Although she scanned and rescanned the darkness, nothing moved except the rain, currently being driven sideways by a gale-force wind that gusted in hard from the water.
And still the sensation persisted, a featherlight breath on her face, then along the line of her cheek to her throat.
Liz nudged her again. “We need to get inside. You might have grown up in Alaska, but I’m a Corpus Christi girl and highly susceptible to wet rot. I swear on my nine years of federal service, there’s no one and nothing back there.”
One final hint of warm, and suddenly it was only the wind on her cheeks.
Angel shook her head. “Weird,” she murmured one last time. But she had to admit as the victim’s body was prepped for removal, that despite the unsettling aspect, the sensation had felt strangely like a caress.

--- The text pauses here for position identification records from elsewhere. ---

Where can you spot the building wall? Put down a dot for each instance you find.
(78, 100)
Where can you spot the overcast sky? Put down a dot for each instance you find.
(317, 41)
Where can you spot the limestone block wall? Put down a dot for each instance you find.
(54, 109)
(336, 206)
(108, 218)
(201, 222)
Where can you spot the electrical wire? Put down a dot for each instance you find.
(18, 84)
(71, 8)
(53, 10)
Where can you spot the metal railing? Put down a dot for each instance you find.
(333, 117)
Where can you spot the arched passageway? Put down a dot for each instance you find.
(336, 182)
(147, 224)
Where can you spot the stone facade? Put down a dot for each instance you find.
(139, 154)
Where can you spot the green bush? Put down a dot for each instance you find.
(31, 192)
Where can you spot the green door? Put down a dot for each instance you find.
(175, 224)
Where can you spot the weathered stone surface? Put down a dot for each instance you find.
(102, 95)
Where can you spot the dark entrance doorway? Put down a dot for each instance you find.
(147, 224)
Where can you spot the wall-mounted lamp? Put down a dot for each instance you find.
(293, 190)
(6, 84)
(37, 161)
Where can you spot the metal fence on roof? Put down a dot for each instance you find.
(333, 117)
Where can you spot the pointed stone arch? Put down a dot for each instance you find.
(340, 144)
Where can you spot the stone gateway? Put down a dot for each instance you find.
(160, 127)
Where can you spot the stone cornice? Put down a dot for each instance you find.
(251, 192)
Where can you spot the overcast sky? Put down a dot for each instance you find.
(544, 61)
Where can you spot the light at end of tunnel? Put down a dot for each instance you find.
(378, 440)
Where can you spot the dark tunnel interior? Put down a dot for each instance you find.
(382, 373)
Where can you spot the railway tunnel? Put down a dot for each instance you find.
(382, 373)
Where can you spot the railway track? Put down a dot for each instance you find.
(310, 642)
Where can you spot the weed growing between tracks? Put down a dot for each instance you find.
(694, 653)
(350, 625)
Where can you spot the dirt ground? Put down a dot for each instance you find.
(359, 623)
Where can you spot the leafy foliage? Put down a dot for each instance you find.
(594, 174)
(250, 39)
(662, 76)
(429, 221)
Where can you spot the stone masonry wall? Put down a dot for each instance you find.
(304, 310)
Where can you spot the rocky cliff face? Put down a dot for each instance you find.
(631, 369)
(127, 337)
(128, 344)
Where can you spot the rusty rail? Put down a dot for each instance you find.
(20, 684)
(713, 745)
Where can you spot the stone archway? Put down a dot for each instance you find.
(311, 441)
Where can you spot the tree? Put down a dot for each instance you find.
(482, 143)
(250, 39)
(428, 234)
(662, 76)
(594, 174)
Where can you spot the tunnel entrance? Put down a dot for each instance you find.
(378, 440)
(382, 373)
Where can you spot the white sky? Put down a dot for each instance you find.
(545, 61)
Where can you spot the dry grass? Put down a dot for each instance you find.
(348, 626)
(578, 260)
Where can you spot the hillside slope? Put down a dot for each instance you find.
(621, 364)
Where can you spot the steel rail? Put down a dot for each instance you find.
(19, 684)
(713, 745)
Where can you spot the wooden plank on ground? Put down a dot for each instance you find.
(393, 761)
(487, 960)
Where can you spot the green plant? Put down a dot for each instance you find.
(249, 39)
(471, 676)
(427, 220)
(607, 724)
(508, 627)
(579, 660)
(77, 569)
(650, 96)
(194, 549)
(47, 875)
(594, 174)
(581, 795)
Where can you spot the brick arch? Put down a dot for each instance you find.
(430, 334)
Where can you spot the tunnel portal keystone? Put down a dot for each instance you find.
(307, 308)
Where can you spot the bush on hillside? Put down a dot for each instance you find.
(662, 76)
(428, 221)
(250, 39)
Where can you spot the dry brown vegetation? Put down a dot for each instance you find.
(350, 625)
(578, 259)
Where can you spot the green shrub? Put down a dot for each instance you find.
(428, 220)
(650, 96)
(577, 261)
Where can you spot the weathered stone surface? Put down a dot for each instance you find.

Completely sensual, and in an instant, completely gone.
HE WATCHED HER from the narrow walkway that split the old processing plant in two. She’d sensed him. He’d seen it in the way her eyes cruised the shadows, as if she’d known more than rats and cockroaches lurked within them.
Suspicion had come first, followed by speculation. Then, when the feeling persisted, impatience.
In unguarded moments, Angel Carter wore her emotions on her face, her incredibly beautiful face. Those same emotions added an element of intrigue to her already exotic features…
And he was thinking like a man obsessed.
Still, he didn’t move, didn’t let his gaze waver. Didn’t mean he missed the body at her feet, but he’d seen that already, before she’d arrived.
“Someone’s back there, Liz…”
He heard the determination now, and his lips curved. He should go, leave her with partner and corpse, let her draw her conclusions and see where they led.
Icy rain slid along his neck beneath his upturned collar. The man in black. The man who lived in the dark. A phantom. That’s how people described him. He didn’t care. Phantoms could slip in and out undetected.
Except, apparently, by an Angel.
When her partner set a hand on her arm, he knew it was time to vanish. He’d done what he’d come to do. Now it was her turn.
The shadows shifted as the ambulance arrived. He allowed himself one last look, then disappeared into the heart of them.
Chapter Two
The hands of the clock ticked slowly toward 2:00 a.m. Angel had spoken to her boss three times since viewing the body and his sniveling assistant twice. This time she had a somewhat different number in mind.
She was positioning her thumb over the seventh digit when the head of forensic pathology pushed through the lab door. His smile was automatic, his chuckle a welcome sound in the sterile grid of hospital corridors.
“He won’t mind,” Joe Thomas assured her. “Two, four, six o’clock. Time of day or night is irrelevant to Noah Graydon. As you should know after eighteen months of back-and-forth phone conversations.”
Angel’s own smile blossomed. “Good to hear, Dr. T, but in actual fact, I was calling my mother. And after almost thirty years of close association, I can promise you time means a great deal to her. More than her new Harley, in fact.”
“Amazing woman.” Joe used a blue checked handkerchief to polish his glasses. “She crunches numbers in Alaska for the better part of four decades, then meets a long distance trucker and decides to go off and live the life.”